Mark, a Norwin Middle School eighth-grader, said the Eagle Scout project is designed to help children like himself instead of doing a more labor-based effort.

“I thought something nicer was something that I should do instead of doing something like go to a church and paint a wall,” he said.

Mark's mother RoseAnn Downey said her son was diagnosed with hearing problems at age 3. She said he suffered a hockey injury years ago that further impacted his hearing.

He uses a hearing aid and an implant that helps produces electric sounds.
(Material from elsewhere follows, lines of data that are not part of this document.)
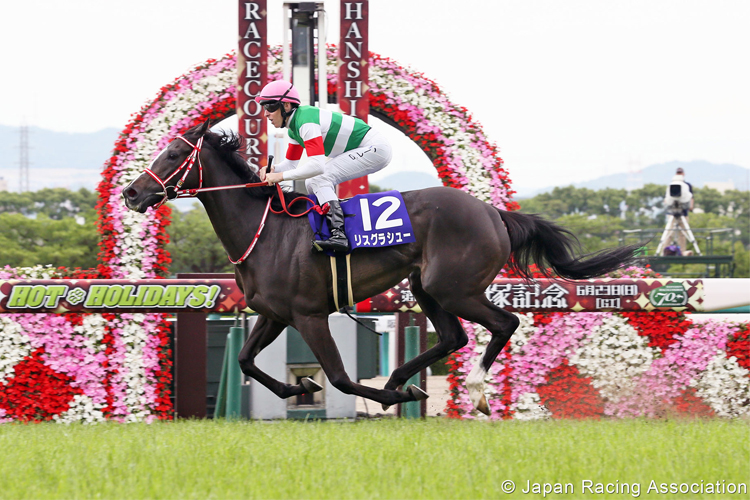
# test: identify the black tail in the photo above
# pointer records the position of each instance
(536, 240)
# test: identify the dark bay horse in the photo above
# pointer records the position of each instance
(461, 246)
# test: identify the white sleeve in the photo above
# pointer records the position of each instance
(310, 131)
(285, 165)
(314, 166)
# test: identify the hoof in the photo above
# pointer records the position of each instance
(418, 393)
(483, 406)
(310, 385)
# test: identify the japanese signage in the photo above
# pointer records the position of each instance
(61, 296)
(223, 295)
(354, 58)
(252, 72)
(578, 296)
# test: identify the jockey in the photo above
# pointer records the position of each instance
(353, 149)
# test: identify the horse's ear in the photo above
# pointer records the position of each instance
(204, 128)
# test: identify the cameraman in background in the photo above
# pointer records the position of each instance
(679, 202)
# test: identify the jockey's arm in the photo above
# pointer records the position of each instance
(312, 135)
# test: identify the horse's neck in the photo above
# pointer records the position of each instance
(234, 214)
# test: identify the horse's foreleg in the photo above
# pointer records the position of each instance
(315, 332)
(265, 332)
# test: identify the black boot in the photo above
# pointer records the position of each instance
(337, 242)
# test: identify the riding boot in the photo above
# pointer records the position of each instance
(337, 242)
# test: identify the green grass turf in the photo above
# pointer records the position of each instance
(436, 458)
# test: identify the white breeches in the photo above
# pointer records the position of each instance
(372, 155)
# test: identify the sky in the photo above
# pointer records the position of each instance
(569, 91)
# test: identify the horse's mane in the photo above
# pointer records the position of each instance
(229, 145)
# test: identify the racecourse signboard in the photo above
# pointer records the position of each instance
(223, 296)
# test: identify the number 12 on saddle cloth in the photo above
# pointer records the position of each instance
(370, 220)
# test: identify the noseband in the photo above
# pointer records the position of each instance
(187, 165)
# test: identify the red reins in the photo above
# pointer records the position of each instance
(189, 193)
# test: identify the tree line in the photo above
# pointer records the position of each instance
(58, 226)
(608, 217)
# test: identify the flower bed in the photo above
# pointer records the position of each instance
(594, 365)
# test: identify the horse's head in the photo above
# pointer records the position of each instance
(171, 170)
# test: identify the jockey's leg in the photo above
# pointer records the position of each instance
(373, 155)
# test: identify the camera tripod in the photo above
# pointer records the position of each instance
(677, 222)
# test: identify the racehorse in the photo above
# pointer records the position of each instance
(461, 246)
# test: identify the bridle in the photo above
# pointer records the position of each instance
(187, 165)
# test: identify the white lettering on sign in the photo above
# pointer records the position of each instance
(350, 7)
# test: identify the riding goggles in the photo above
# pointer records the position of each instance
(271, 106)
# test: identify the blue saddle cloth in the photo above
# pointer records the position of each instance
(370, 221)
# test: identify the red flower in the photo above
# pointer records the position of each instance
(569, 395)
(36, 392)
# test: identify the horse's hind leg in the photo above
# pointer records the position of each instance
(265, 332)
(501, 324)
(316, 334)
(451, 335)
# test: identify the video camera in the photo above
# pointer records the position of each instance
(678, 198)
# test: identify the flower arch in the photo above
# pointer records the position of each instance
(132, 244)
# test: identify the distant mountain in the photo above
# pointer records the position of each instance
(56, 159)
(408, 181)
(697, 173)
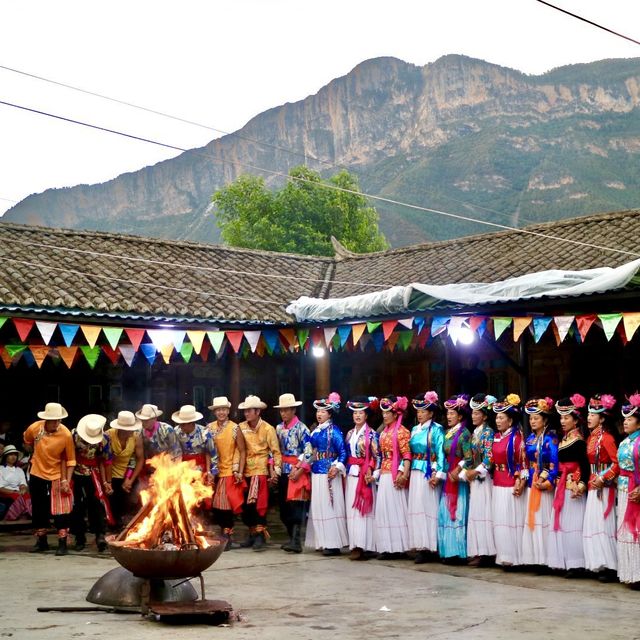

Mark underwent surgery in 2011 that allowed him to hear from his right ear for the first time.

“I'm very proud of you for doing this,” RoseAnn Downey told Mark. “You're saving lives, (which is) the most important part.”

“It just feels kind of not real in a way,” Mark said. “It feels like people are treating it better than I ever would expect.”

Bill Sombo, assistant chief at Circleville VFD, said the bedside smoke detector could be a life-saving device for someone with impaired hearing.

“Anyone who is hearing impaired isn't going to be able to hear a smoke alarm when it goes off, especially when they're sleeping,” Sombo said. “This will give them the notice they need, and is going to be a great device for anyone with a hearing impairment.”